The good news is, over two and a half years after I first wrote on this for the Telegraph, an historic ballot for a male psychology section is currently in progress. If a majority of BPS members return in favour, the motion will be passed.  Results are expected in the summer – and cannot come a moment too soon.

5. Take care provision into men’s spaces

If men don’t go to their GP for help, why not take care to where men gather? Look at the huge success of the Men’s Sheds Association, or the Lions Barbers Collective, where barbers are trained to spot early signs of mental health problems.

How about we do the same in gyms, or even pubs? After all, if we can’t lead the horse to water, why not take men’s mental health provision to watering holes?

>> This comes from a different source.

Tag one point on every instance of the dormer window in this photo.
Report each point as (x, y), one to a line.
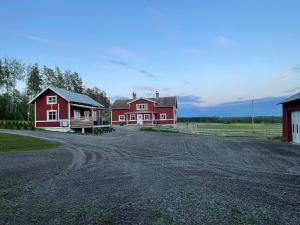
(51, 100)
(141, 106)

6. Take personal responsibility

In absence of a broader, policy-based response outlined above, writers such as Jordan Peterson in his 12 Rules For Life are tackling men’s issues with tough love. To huge success, Peterson is telling men to get fit, tidy their rooms, treat themselves as somebody deserving of care, sleep and eat well, quit alcohol, drugs, shun pornography and pointless sex, and stop blaming the world for their personal woes.

Yet it is a national scandal that depressed men are driven to self-help, which once again begs the question: why does society still not care about male suicide?

Today, and every other day of the year, 12 British men will tragically cut their own lives short. We owe it to them to fight for action.